We then analyzed the effects of AA on lysine acetylation in two telomerase-positive cell lines (TG1N and TG16 [19]) and two ALT cell lines (TG20 [19, 20], and SAOS2 (HTB85, ATCC). To this end, we measured the levels of lysine acetylation of histone H3 known to be the preferred substrate of both PCAF and GCN5 acetyltransferase activities [21, 22]. Western blotting using an anti-acetyl-Histone H3 antibody showed that 30 μM AA significantly decreased by 55 to 78% Histone H3 acetylation after 72 h of treatment in both ALT (SAOS-2 and TG20) (Figure 1B) and telomerase-positive (TG16 and TG1N) (Supplementary Figure 2) cells.

We next determined the effects of long-term treatments with 30 μM AA on cell growth. As shown in Figure 1C, AA had no effect on population doublings in cultures of the telomerase-positive GSCs TG16. On the opposite, AA significantly decreased the growth of the ALT cell lines (SAOS-2 and TG20), with TG20 being the most sensitive.

Altogether, these data suggest that ALT cell lines are specifically sensitive to Lysine acetyl transferases inhibition by AA as compared to telomerase-positive cell lines.

AA downregulates ALT

We thus sought to determine whether the effects of AA on cell growth and viability were associated with interferences with the ALT pathway. To this end we scored the number of APBs in cells treated with AA for different time periods. APBs are PML bodies in which telomeres are elongated and are thus specific of ALT cells [23]. As shown in Figure 2A, the mean numbers of PML bodies co-localizing with telomeres, were constantly decreased by nearly 50% in both TG20 and SAOS2 cells treated with 30 μM AA as compared to untreated controls.

Long term AA treatment is associated with suppression of ALT activity.
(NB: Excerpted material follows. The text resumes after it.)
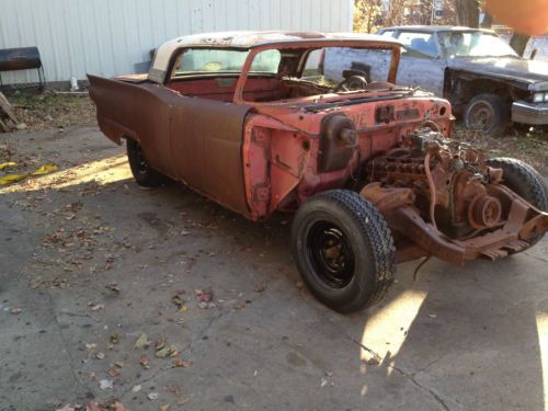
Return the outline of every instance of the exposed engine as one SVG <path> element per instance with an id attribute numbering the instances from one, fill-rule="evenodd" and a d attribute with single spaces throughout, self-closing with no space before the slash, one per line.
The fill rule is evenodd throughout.
<path id="1" fill-rule="evenodd" d="M 407 201 L 452 238 L 499 227 L 507 215 L 488 185 L 501 181 L 502 170 L 486 165 L 482 152 L 470 145 L 445 139 L 430 128 L 415 130 L 403 137 L 400 147 L 369 161 L 367 176 L 369 183 L 378 183 L 369 184 L 369 190 L 411 189 Z M 399 193 L 401 198 L 406 192 Z"/>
Figure 2: Long term AA treatment is associated with suppression of ALT activity. (A) Representative images of APB (left) in SAOS-2, captured with confocal microscopy. One APB is detected by double immunostaining of PML bodies (green) and telomere (Cy-3-labeled (CCCTAA)3 PNA probe) (red). Cells were treated with 30 μM AA for 30 days. Cells treated with DMSO were used as a control. APBs were counted in SAOS-2 (at day 3, day 9 and day 17) (middle) and TG20 (at day 3 and day 11) (right). “n” indicates the number of counted cells. The values represent the ratio of number of APBs per cell (+SEM) relative to untreated control for each cell line and day of treatment. ***p < 0.001, Student’s t-test. (B) PML bodies were scored in SAOS-2 (at day 3 and day 17) (left) and TG20 (at day 3 and day 11) (right) treated or not with AA. “n” indicates the number of counted cells. The values represent the ratio of number of PML per cell (+SEM) relative to untreated for each cell line and day of treatment. (***p < 0.001 as determined by Student’s t-test). (C) Illustrative telomeric exchange events (left) at TG20 telomeres using the CO-FISH technique. The differentially-labeled sister chromatids using two parental strand specific probes: an FITC-labelled (TTAGGG)3 PNA probe (green) and a Cy-3-labeled (CCCTAA)3 PNA probe (red) were visualized using fluorescence microscopy. In the case of exchange, the two probes will hybridize on the same strand and T-SCE (yellow) can thus be quantified. The T-SCE events were scored at early and late days of AA treatment in TG20 (right) and SAOS-2 (middle). The values are the ratio of T-SCE events (+SEM) relative to untreated control for each condition. Between 2000 and 3000 chromosome extremities were analyzed (***p < 0.001, as reported by Student’s t-test).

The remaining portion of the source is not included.